Borrower of the Week - UOB

With a fresh deal in the dollar bond market, UOB has an interesting credit story to tell.

Singapore's largest bank United Overseas Bank, gave credit investors a welcome sheaf of new paper this week with the issuance of $1 billion in 10 year subordinated notes. Priced at 117bps over treasuries the bonds were snapped up in little over 14 hours of marketing with a book that was 10 times oversubscribed.

Behind these bonds was some clear rarity value: no Singapore issuer had been to the market since SingTel's $2.29 billion blockbuster back in November 2001. And UOB had not been in the market since earlier that same year.

Yet investors had an interesting credit story to understand as well. Fundamentally Singaporean banks have too much capital already. At the end of Q1 2003, UOB was running a tier one capital ratio of 12.4%. Its credit is very strong. But weakness lies in its operating prospects.

A poor macro outlook in Singapore has given rise to deflation and low interest rates, not good things for banks. Moreover, Singapore is saturated with banks and room for growth is limited. Collateral values are falling and few customers seem to want to take out new debt. Nevertheless UOB still managed to reduce its NPLs over the last year down from S$6.02 billion to S$5.669 billion, although this is still the highest absolute figure of any of the three local banks.

The real story lies in what UOB will be able to do with its capital structure. According to analysts, there are several forces at work – such as the MAS directive that banks divest their non-bank holdings by June 2004 – that are compounding the banks' natural desire to reduce their capital ratios and improve their returns on equity.
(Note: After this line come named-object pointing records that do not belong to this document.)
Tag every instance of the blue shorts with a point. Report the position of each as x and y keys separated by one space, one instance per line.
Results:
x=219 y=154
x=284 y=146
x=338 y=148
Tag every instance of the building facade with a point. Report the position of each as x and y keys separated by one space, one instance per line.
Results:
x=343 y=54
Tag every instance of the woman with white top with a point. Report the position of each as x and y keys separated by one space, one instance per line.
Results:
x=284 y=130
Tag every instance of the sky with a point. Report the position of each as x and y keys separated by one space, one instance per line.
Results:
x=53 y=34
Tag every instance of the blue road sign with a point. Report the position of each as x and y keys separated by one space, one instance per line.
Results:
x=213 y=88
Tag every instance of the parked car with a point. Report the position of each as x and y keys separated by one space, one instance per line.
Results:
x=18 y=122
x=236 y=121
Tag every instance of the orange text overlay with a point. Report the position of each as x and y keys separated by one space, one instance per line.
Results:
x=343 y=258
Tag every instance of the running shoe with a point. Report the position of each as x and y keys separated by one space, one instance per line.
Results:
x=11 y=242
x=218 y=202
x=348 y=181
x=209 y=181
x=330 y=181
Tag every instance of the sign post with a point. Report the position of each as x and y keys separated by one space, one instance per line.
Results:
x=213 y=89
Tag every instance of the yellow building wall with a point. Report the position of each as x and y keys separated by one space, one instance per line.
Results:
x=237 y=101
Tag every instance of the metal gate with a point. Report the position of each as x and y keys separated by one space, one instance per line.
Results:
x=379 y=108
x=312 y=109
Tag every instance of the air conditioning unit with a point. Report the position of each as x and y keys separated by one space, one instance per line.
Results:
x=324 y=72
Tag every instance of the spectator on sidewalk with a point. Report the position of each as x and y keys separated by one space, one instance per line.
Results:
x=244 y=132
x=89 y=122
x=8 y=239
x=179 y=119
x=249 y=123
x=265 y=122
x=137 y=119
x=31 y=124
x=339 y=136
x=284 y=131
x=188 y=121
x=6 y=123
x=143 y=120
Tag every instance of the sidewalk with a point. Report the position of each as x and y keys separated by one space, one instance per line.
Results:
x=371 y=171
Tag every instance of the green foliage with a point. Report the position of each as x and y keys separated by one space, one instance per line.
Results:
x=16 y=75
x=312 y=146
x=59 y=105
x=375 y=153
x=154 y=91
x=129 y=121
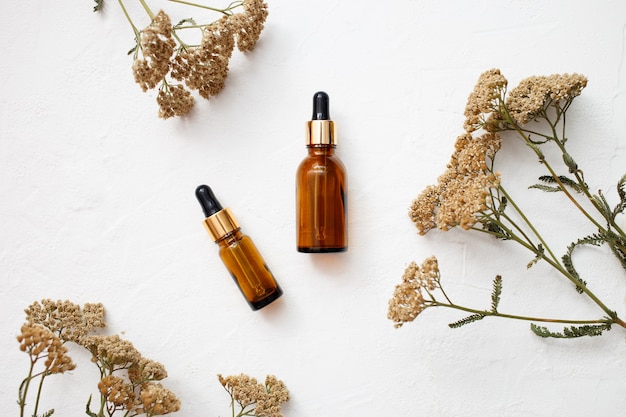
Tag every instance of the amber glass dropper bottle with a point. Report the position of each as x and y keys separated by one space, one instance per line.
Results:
x=321 y=187
x=238 y=252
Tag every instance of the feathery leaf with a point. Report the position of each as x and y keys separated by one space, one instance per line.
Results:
x=496 y=293
x=466 y=320
x=572 y=331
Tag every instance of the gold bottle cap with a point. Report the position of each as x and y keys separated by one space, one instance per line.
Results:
x=320 y=132
x=220 y=224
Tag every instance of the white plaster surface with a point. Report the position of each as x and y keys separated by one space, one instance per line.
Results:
x=97 y=205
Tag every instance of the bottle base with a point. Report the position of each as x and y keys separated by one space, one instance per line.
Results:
x=306 y=249
x=257 y=305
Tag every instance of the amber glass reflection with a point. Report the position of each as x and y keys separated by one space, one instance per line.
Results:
x=248 y=269
x=321 y=202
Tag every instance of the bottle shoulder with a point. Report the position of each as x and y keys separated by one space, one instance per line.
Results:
x=320 y=161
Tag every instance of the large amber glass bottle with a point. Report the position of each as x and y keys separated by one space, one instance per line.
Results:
x=238 y=253
x=321 y=187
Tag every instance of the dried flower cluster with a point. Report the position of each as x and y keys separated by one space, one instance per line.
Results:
x=534 y=94
x=469 y=194
x=408 y=297
x=127 y=378
x=253 y=398
x=163 y=59
x=66 y=319
x=462 y=192
x=41 y=343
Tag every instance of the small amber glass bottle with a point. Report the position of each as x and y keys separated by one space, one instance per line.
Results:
x=321 y=187
x=238 y=252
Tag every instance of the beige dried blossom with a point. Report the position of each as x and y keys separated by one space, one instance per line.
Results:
x=40 y=342
x=408 y=298
x=535 y=93
x=249 y=24
x=112 y=351
x=157 y=47
x=205 y=67
x=174 y=100
x=270 y=404
x=146 y=370
x=118 y=391
x=158 y=400
x=243 y=388
x=463 y=190
x=66 y=319
x=484 y=99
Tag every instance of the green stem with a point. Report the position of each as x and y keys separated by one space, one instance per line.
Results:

OCBC has undertaken a series of preference share issues to help it achieve this aim.

For UOB the issue is further compounded by the desire of the founding Wee family to extract some cash out of UOB to allow them to buy the affiliate business that the bank is being forced to divest.

The latest bond deal, as upper tier two debt, can replace the more expensive tier one capital, which can reduce the ratios and up the share price. A further boost to share prices could come from the payment of special dividends.

"Capitalization levels at OCBC and UOB provide investors with greater strategic capital management plays through higher and special dividend and in general we expect banks to increase their payout ratio," wrote Sunil Garg, head of bank research at Fox-Pitt, Kelton in a report in June 2003.

Garg calculates that UOB has S$1.861 billion in surplus capital which could lead to a potential total dividend payout of S$1.59, giving a potential dividend yield of 13.3% or a potential payout ratio of 234%. "The potential increase in dividends is significant, although realizing the full payout potential may be dulled if regulators are uncomfortable with payouts greater than earnings," writes Garg. Bond investors clearly liked this credit story as the UOB bond was priced 14bp tighter than the similar DBS 10-year tier two issue.